Monday, April 16, 2007

Klamath River


Any river can flow out across a broad plain, gradually widening into an arm of the ocean, but I'm more intrigued by rivers that find their way through a range of mountains and sneak up all of a sudden on the coast. The Klamath River is one of these - typical of west coast rivers and a function of a tectonically active coastline where the hills rise faster than the rivers can cut them down. This is the spit that extends across the mouth of the river - the river exits the narrow channel at the far northern end.

Agate Beach




This is definitely not Puget Sound! No glacial gravels, no mountains on the western horizon, and too many lines of breakers. Thursday night we camped at Patrick's Point, between Arcata and the Humboldt Lagoons, and wandered down to the beach. Great bluffs, a nice landslide, and a small stream crossing the beach. Big Lagoon is visible a few miles north, the largest and southernmost of three bays that have been cut off from the Pacific by narrow bands of sand and gravel. The waves weren't particularly big, but were still impressive. I haven't heard how El Nino treated California's coast this winter and am not a familiar enough with this coast to read the evidence.

Sunday, April 08, 2007

Kayak Point




I spent Friday afternoon with the Snohomish County Beach Watchers. They had to endure an hour and a half in a darkened classroom watching slides before we headed for the beach. A sunny Friday afternoon meant that we were competing for space with the regular beach crowd.

In the 1970's, this was going to be the site of an oil refinery, but that fell through and a park and a golf course emerged. In the 1980s, the threat of erosion to park improvements near the tip of the point led to construction of a low steel sheetpile bulkhead with a concrete cap, which the waves have been throwing logs over the top of ever since. The simpler solution would have been to move the road and some picnic tables farther back, but our culture sees that as retreating - something we seem unwilling to accept as an acceptable solution! But two years of maintenance on a storm-damaged road has turned things around - the road will be relocated and maybe the bulkhead will be pulled out.

Although the back-barrier wetland - probably a salt marsh and tidal lagoon - has long been buried under fill and houses and parking lots, the remnants of the ebb-tidal delta where the original tidal channel emerged is still visible on the beach as a pronouced bulge a couple hundred yards north of the pier.

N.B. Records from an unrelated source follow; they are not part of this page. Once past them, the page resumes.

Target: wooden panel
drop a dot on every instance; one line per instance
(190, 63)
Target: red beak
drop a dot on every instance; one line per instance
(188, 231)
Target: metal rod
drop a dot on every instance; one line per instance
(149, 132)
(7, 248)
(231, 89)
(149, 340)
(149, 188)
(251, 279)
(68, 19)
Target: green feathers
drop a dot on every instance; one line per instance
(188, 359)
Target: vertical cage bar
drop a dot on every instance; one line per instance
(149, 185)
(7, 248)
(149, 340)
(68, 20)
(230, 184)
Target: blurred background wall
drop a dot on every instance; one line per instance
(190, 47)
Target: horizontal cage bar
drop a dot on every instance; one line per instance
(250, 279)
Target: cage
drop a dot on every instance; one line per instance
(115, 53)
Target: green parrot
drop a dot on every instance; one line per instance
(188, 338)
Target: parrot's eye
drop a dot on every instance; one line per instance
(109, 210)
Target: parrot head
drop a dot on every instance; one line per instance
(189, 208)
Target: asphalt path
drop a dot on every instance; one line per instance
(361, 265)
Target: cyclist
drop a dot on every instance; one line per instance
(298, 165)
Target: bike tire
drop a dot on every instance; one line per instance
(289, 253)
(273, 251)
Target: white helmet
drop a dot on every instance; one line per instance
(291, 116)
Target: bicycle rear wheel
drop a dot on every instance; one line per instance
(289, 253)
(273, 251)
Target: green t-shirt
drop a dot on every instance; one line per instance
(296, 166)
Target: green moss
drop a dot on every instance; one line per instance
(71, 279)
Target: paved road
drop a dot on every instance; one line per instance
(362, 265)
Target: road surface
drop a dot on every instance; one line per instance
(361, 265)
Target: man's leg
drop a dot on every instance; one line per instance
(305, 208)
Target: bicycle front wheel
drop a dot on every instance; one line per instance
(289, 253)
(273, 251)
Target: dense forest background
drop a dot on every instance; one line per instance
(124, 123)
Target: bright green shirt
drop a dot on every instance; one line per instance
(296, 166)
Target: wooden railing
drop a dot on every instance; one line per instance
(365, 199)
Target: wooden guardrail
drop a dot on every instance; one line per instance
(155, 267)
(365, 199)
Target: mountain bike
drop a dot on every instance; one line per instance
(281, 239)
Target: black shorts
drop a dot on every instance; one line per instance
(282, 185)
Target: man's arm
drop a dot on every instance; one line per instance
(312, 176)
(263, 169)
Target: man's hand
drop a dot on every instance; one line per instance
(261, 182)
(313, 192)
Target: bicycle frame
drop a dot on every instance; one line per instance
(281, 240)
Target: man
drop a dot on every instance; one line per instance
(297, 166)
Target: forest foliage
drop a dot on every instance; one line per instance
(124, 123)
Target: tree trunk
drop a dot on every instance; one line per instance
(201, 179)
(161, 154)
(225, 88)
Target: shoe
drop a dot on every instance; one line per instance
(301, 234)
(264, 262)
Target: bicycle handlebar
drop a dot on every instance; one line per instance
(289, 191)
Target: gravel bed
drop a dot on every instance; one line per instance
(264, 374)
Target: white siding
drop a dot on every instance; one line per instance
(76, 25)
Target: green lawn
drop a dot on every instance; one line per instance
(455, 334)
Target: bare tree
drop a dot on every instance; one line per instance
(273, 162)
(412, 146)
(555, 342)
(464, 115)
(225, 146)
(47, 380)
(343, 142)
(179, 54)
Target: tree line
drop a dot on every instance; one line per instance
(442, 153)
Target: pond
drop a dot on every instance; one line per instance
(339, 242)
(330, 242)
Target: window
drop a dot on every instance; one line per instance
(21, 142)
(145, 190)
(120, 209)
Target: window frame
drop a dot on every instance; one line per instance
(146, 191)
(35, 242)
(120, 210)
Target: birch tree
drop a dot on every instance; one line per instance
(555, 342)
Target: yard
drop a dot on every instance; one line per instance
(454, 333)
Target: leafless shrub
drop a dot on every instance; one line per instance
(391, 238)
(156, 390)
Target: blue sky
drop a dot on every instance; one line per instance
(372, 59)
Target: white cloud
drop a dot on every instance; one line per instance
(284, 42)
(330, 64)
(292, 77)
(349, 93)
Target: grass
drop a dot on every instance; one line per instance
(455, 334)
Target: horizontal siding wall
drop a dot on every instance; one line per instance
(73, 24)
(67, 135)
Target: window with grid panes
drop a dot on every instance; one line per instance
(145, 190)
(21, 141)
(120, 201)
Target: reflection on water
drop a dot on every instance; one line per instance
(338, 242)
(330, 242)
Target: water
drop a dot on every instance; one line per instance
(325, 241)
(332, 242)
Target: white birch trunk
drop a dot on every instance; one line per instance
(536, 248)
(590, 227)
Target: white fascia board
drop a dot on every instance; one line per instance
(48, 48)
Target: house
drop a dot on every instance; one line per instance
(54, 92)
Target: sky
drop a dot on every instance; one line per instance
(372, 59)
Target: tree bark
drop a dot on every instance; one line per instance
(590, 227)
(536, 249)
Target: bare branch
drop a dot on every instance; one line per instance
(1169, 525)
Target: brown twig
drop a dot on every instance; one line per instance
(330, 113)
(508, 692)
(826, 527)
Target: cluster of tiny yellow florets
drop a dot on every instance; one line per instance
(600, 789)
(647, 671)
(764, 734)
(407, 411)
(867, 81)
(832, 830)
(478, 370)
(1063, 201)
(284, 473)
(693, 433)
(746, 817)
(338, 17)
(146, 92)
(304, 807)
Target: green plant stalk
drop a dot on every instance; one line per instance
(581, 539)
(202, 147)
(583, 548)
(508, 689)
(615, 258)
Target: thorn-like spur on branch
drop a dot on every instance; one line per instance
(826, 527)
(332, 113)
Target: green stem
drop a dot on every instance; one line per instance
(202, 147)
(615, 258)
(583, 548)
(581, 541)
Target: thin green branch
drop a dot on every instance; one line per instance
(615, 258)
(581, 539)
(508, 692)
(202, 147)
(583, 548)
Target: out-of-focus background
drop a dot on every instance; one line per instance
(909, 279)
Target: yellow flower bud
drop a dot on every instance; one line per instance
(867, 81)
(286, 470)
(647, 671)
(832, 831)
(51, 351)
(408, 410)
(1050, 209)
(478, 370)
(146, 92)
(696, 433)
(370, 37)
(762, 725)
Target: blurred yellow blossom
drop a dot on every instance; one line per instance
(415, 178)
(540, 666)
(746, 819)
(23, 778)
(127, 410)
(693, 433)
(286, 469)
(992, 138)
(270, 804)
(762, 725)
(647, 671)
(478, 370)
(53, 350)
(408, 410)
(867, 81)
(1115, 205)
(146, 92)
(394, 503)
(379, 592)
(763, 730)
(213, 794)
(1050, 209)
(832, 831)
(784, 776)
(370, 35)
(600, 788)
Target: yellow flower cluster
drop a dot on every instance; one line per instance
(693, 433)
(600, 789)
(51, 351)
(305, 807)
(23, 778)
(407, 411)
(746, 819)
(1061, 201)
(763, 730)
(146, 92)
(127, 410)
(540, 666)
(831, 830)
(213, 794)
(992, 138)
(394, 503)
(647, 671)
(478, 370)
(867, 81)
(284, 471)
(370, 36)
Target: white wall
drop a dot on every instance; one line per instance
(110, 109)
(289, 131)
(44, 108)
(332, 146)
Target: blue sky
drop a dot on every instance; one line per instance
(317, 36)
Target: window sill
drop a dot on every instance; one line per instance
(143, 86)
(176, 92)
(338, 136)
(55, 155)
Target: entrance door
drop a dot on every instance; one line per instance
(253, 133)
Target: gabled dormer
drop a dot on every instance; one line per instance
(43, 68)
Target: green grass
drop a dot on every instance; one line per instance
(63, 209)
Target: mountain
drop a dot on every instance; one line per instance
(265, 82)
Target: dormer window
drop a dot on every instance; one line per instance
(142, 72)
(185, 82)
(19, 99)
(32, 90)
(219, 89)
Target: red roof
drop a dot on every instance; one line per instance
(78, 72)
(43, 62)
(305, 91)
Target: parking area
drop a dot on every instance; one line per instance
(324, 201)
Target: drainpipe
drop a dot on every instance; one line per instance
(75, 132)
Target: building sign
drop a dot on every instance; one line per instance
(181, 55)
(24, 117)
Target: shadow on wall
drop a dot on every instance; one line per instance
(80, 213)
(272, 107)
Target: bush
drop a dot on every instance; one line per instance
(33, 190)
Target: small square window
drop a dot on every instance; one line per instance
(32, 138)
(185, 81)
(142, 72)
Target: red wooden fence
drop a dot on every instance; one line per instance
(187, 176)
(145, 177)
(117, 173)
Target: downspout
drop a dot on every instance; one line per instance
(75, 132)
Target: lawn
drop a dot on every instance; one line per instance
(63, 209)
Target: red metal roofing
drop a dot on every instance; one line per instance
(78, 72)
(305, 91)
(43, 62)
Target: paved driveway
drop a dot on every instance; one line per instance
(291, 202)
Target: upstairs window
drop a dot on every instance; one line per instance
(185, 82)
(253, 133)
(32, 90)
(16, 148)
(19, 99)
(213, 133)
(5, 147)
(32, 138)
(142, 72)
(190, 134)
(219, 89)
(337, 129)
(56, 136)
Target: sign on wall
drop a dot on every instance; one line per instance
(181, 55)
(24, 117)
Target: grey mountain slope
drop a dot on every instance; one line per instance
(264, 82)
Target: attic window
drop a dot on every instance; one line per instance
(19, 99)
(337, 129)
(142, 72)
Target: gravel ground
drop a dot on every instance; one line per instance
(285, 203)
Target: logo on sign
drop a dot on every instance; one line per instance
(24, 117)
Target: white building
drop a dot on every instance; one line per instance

It's great to see the original Beach Watchers model (developed on Whidbey) being extended into other areas. This morning's Seattle Times has a nice piece about Beach Watchers.

Alki Point


Flying into Sea Tac last Monday from Sacramento, I got these shots of West Seattle through a smudged window. I'm often asked whether Alki Beach - visible on the northern shore of the point - is a nourished beach. Based on it's setting, and supported by some historical pictures, I think not. Alki is swash-aligned - it is oriented perfectly into the maximum northerly fetch and the geometry of Duwamish Head on the east and Alki Point on the west keep the sand from escaping. This is a recipe for a stable beach in Puget Sound.

Alki's story is a bit more complicated, however, since this whole section of West Seattle was lifted 20' out of the water about 1100 years ago when the Seattle Fault last shrugged. We believe that Alki was previously a double tombolo, with spits tying the little knoll near the tip of the point to the mainland. There may have been a salt marsh behind it. The evidence for this scenario is better on Restoration Point on Bainbridge - same geography, but not as densely developed. The earthquake lifted the entire landform out of the intertidal, resulting in a low point suurrounded by an eroding bluff ten? feet or so in elevation. This may have contributed to the isolation and stability of Alki Beach.

Third Beach



Third Beach, between Siwash Rock and Ferguson Point, is a pocket beach, contained by the orientation of the otherwise rocky coast to the westerly waves. The stability of the beach is aided with some bedrock ribs that extend like groins across the beach, and that have been amended with riprap. As with some other Vancouver beaches, I suspect that the beach has been enhanced with extra sand, but I don't know this for sure.

Stanley Park



The December 14-15th wind storm, with help from a rainy winter, left a big dent on Stanley Park. The blowdown between Prospect Point and Third Beach was impressive. The road feels like a trench chainsawed through a wood pile ... but the views from the road toward North Vancouver are much improved! I watched a pair of bald eagles perched near their nest in one of the large trees along the shore that had not been snapped off 50' above the ground. Fallen trees and steep slopes have covered portions of the Seawall trail, which had already been severely damaged by the waves - reports and pictures of large sections of pavement being tossed around. The trail between Lion's Gate Bridge and Siwash Rock is closed and rexpected to remain so through the coming year. Another chunk of soil and trees came down on it in the heavy rain right before last week's conference.

I've heard some folks calling this a tragedy. If a bunch of kids with chain saws had done this, it would have been a tragedy. This was just a big storm doing what big storms are supposed to do - we can hope that no one gets hurt, but what makes Stanley Park special is that this kind of thing CAN still happen.